Jason Delisle
Director, Federal Education Budget Project
Last year when Congress cut subsidies to lenders making federally backed student loans, critics argued that the cut would hurt borrowers. They argued that lenders would reduce voluntarily provided “borrower benefits,” because the subsidy cuts would make providing them unaffordable. The argument continues to appear in the press, and certain Members of Congress lamented borrower benefits again during consideration of the Higher Education Act reauthorization earlier this month.
[slideshow] At first glance, the concern over borrower benefits seems legitimate. Congress’ decision to cut taxpayer supplied subsidies to student loan providers led some lenders to cut voluntarily provided borrower benefits. But upon closer examination, the concern, especially as expressed by lawmakers, appears dubious. Borrower benefit supporters in Congress are either confused about the workings of the federal student loan program or they are shaking down taxpayers to over-subsidize banks.

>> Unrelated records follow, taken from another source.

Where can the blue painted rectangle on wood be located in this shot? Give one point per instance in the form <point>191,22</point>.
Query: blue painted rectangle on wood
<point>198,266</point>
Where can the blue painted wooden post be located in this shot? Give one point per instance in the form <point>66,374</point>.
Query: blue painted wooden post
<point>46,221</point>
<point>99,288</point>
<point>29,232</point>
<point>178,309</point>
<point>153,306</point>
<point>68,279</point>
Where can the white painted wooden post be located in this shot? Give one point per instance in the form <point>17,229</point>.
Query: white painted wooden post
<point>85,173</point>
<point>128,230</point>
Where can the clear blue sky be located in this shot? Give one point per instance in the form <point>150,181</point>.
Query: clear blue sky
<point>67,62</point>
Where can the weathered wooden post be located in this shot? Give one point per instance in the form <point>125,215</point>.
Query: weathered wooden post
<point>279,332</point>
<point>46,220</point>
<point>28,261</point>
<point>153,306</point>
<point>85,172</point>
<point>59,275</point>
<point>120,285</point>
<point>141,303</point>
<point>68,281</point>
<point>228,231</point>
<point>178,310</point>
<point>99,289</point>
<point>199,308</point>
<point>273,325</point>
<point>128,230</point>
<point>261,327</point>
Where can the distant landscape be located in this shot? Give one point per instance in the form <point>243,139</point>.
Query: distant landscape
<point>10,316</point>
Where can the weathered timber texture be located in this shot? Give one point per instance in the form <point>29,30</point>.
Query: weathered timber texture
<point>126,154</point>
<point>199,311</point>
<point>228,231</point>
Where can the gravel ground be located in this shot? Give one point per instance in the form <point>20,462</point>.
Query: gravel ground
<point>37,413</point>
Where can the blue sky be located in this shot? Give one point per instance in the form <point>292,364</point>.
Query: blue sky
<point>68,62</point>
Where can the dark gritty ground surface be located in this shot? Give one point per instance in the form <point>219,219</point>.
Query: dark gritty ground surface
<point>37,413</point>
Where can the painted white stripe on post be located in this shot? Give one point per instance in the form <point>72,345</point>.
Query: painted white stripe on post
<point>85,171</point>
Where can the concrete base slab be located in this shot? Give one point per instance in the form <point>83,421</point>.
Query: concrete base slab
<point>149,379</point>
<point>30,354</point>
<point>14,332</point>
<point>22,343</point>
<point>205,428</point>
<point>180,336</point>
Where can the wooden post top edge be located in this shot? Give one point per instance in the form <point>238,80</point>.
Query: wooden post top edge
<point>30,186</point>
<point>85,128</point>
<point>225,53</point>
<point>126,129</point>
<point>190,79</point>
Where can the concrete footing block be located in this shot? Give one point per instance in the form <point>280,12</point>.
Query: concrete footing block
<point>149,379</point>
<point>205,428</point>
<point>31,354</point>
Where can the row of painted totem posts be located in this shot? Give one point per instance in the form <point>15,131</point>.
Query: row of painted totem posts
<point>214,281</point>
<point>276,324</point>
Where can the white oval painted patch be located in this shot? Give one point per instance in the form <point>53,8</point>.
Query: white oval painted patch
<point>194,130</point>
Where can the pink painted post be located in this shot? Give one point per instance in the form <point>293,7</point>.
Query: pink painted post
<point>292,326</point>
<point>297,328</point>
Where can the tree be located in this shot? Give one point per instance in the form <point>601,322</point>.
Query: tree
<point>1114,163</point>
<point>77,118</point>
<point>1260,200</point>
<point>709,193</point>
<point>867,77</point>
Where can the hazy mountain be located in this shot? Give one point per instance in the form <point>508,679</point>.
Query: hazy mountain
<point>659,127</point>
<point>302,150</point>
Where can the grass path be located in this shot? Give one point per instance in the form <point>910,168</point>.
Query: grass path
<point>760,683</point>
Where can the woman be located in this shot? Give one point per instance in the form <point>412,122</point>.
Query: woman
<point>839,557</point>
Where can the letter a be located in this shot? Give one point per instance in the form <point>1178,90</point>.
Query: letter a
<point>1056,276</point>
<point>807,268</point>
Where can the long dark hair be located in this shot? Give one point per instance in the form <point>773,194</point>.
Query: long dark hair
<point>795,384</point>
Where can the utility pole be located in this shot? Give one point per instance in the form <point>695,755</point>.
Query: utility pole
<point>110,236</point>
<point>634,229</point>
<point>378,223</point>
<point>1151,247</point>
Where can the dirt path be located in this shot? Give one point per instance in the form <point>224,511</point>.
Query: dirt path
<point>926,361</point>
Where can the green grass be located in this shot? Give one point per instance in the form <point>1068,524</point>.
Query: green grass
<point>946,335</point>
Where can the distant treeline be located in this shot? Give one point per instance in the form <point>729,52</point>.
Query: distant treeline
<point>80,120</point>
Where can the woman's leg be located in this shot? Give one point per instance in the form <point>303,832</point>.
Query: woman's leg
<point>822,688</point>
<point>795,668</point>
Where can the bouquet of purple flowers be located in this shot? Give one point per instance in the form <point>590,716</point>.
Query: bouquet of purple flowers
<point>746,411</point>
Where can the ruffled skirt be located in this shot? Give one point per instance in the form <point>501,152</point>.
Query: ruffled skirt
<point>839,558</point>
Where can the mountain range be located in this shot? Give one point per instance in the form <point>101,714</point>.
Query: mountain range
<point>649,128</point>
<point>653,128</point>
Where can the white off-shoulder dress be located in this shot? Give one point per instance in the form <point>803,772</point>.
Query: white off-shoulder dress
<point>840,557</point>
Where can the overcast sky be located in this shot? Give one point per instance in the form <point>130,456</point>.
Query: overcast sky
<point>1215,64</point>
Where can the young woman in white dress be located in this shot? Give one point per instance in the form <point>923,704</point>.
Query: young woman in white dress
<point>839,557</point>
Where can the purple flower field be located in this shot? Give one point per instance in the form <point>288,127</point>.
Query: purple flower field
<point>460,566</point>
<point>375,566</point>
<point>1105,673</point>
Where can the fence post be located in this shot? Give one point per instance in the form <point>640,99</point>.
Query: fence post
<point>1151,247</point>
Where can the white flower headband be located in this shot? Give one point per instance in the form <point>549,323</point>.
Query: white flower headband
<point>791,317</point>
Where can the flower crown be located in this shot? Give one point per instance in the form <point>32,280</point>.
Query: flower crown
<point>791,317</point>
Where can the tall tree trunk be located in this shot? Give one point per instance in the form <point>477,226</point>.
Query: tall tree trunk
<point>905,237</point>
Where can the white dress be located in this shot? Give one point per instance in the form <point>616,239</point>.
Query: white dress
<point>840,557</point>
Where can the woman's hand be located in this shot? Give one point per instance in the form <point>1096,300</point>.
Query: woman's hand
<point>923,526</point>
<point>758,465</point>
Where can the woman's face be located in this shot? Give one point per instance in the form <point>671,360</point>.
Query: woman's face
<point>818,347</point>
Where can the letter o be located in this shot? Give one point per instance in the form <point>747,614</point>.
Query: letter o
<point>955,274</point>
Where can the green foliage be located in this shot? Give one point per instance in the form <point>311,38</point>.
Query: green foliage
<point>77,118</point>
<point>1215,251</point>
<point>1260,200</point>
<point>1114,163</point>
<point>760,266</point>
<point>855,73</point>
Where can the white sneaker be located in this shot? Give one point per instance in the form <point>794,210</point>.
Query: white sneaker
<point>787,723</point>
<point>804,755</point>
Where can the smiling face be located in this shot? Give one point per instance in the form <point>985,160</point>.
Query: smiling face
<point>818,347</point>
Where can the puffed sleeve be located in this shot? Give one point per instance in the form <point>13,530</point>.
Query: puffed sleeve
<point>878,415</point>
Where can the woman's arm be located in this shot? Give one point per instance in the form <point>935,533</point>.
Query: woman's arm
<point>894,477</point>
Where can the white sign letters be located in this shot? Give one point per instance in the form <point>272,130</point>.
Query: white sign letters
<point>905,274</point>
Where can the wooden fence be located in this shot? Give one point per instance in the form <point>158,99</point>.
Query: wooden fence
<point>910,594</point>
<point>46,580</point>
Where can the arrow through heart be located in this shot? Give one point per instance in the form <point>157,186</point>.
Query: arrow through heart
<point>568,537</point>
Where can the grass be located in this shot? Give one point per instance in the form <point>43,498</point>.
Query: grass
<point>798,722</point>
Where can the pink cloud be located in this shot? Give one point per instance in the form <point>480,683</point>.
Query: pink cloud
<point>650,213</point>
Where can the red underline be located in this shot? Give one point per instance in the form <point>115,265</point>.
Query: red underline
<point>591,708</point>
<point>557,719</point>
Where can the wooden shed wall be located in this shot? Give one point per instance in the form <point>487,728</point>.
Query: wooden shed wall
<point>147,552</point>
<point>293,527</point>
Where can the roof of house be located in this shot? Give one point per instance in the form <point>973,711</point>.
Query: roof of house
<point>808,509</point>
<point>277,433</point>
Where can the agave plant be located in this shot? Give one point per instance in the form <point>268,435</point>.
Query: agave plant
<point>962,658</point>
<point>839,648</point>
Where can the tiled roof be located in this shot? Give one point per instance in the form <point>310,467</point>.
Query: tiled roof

Simply consider the fact Congress can provide any level of borrower benefits it chooses while subsidizing lenders at their current rate. This is possible because student benefits and lender subsidies are set separately under the existing federal student loan program structure. Congress does not need to increase taxpayer subsidies to lenders to increase student benefits, and it can take action to ensure any borrower benefits are provided when lender subsidies are cut.
Lender Subsidies and Borrower Benefits are Separate
Lenders making federal student loans are entitled to two main subsidies. They receive a guaranteed interest rate on a federal loan issued and a guarantee against all but a small fraction of loses in cases of default. Specifically, the interest rate subsidy is structured so that a lender holding a federal student loan receives each financial quarter an interest rate equal to a short term market interest rate (91 day commercial paper) plus 2.3 percentage points (1.8 percentage points on loans made after July , 2008). Lenders can receive no more and no less.
Borrowers, on the other hand, pay a fixed interest rate of 6.8 percent for the life of the loan. The borrower makes loan payments to the lender, but if the payments are not enough to cover the lender’s guaranteed interest rate each financial quarter, the federal government pays the lender to fill in the gap. Conversely, if the borrower’s payments are more than enough to cover the guaranteed rate of return to the lender, then the lender remits the excess portion of borrower payments to the federal government.
Aside from the 6.8 percent fixed interest rate, borrowers are also guaranteed other benefits under federal law, such as income based repayment plans and generous deferment terms. No lender can deny the standard loan benefits to any student borrower.
But lenders typically have provided voluntary benefits beyond those required under law, such as lower interest rates for on-time repayment or reduced origination fees. Lenders have done so to win business from schools and students, and because the federal subsidy structure to the lenders as described above has proved more than sufficient to cover lenders’ costs for providing the standard borrower terms.
So You Want Borrower Benefits? Then Make Them Mandatory.
Critics of the lender subsidy cuts included in the College Cost Reduction and Access Act of 2007 – the cut in the quarterly interest rate guarantee from 2.3 to 1.8 percentage points over commercial paper rates – argue that the new subsidy rate will not be sufficient to induce lenders to provide benefits beyond those guaranteed to borrowers under law. Implicit in the argument is that Congress needs to subsidize lenders at higher levels to encourage them to pass along some of that subsidy to borrowers.
But if borrower benefit reductions are of such concern to Members of Congress, why not just provide them directly to the borrower using the money that would have gone to support a higher lender subsidy? Cut out the middleman. Congress could write in statute any of the benefits typically provided voluntarily by lenders, just as it does for all other loan terms. These might include an interest rate reduction for borrowers who make on-time repayments or the waiver of origination fees collected by the Department of Education. Lenders, of course, would be held harmless because of the structure of the loan program. They receive the same taxpayer subsidized, guaranteed rate of return regardless of the borrower benefits, no more and no less. The guarantee against default would be unchanged as well.
Yes, a new benefit costs taxpayers more. In the case of an interest rate reduction for on-time repayment, the government would have to spend more to fill in the gap between the lender’s guaranteed rate of return and the lower borrower interest rate. But the key point is that the lender would still receive the same guaranteed interest rate of return on a loan regardless of the government set borrower interest rate.
Members of Congress who claim to be borrower benefit supporters should not be troubled by the higher federal costs of providing benefits to borrowers directly instead of through middlemen lenders. After all, these same Members of Congress support higher taxpayer subsidies to lenders in the name of borrower benefits, which also translate to higher costs for taxpayers.
So why has no Member of Congress who is a proclaimed supporter of borrower benefits offered to provide them as a standard for all federal student loans?
Perhaps they misunderstand how the student loan program is structured. Or, perhaps they are really in favor of bigger bank subsidies, not better borrower benefits.